After you initially leave, some of your possessions remain at home as an innocent default. You move out of state and can’t bring everything at once, aren’t sure whether you’ll be moving back, know you’ll still have stints back home between college semesters, or simply don’t have the room in your new digs.

In your mind, there will be a time when you have a bigger home. You probably will. But that’s about all you know. You don’t know how or if your preferences will change. You may think your parents want to keep your stuff in honor of you, or that they don’t mind being your storage unit. What you don’t know is that they may secretly be counting the days until you finally pick it all up or they can throw it all away. Or perhaps they really do hold attachment to it, as a way of holding back time, wanting to feel a connection to your youth. 

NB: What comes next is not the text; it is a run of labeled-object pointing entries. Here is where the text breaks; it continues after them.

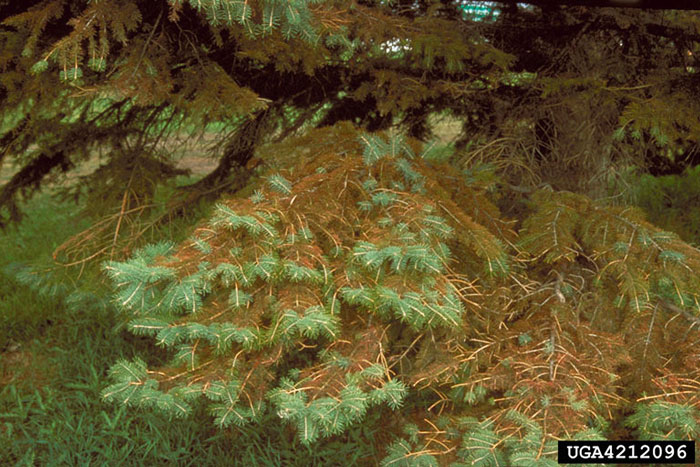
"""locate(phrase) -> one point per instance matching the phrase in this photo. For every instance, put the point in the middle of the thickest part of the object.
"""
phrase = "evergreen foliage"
(412, 303)
(375, 275)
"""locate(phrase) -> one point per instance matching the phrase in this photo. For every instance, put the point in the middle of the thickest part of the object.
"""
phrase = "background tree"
(463, 286)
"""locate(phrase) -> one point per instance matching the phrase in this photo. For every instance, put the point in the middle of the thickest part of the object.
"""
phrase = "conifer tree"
(381, 271)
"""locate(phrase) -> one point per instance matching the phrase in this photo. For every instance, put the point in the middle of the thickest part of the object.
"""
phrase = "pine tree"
(373, 278)
(481, 297)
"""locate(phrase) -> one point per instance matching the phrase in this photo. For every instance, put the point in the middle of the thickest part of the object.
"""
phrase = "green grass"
(54, 355)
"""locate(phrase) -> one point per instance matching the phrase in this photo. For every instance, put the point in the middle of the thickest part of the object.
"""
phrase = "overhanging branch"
(646, 4)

You may be storing a few curated items or there may be mystery boxes awaiting pick up. There might be a bunch of childhood items scattered throughout your old room and other areas of their home that you visit on occasion. You never feel like going through your stuff while there, though you may “discover” an artifact of your youth, gushing, “Oh I remember this!” It makes you feel really good. That good feeling is remembered and associated with a reunion with your stuff, so any thought of getting rid of such stuff is resisted because why in the world would you give up an opportunity to feel good? Postponing the inevitable need to deal with our temporarily stored “stuff” may feel okay in the moment, but finding a more sustainable solution could feel even better. Most importantly, this saves time and headaches for everyone in the long term.

Some questions to ask yourself are:

  • If your parents threw out all your stuff without asking, would you be heartbroken, annoyed, or relieved? 

  • What is the point of keeping something for ten or twenty years that you may only use one day in the future? 

  • If it is a useful or important item, shouldn’t someone else have the opportunity to experience it’s value? 

  • If it is a purely sentimental item, is it that important to retain even though you don’t co-habitate with it?

Everyone I know who doesn’t have kids seems to see their homes as transient. Even if they’re 30, or 35 or 40 and they’ve been away from their parents’ homes for two decades. In fact, having kids and a house sometimes still does nothing to alter this default. This rite of passage is seldom traversed if there isn’t another impetus for change.

Parents’ downsizing may be the stimulus for change, which is quite funny if you think about it.  Delaying the inevitable leaves you at the whim of your parent’s timeline to finally go through such things, and this timing may not be convenient for you. Best to get ahead of this situation. Then there is the much sadder transition, where one’s parents pass away, and children must tend to the dismantling of a home and it’s memories, and tend to take on their parent’s items as their own, reversing the cycle. 

Consider this: There are other things your parents can do with the space you’ve been occupying. Or you can become a good example for them; clearing out your possessions may prompt them to begin sorting through theirs. It may alert them to the fact that they have a much bigger home than they need. It will ensure that when they choose to downsize or move, there is no time dependency with you to get your stuff, or added stress for them. 

It’s tough to say good-bye to our safety nets, especially when they used to be our homes. You  don’t have to say good-bye completely: you can preserve carefully selected items in a memory box, take photos of items you don’t plan to keep, or incorporate some items into your current home. But addressing the stuff we keep in our parents’ homes is an easy way to help our parents while no longer holding onto the past.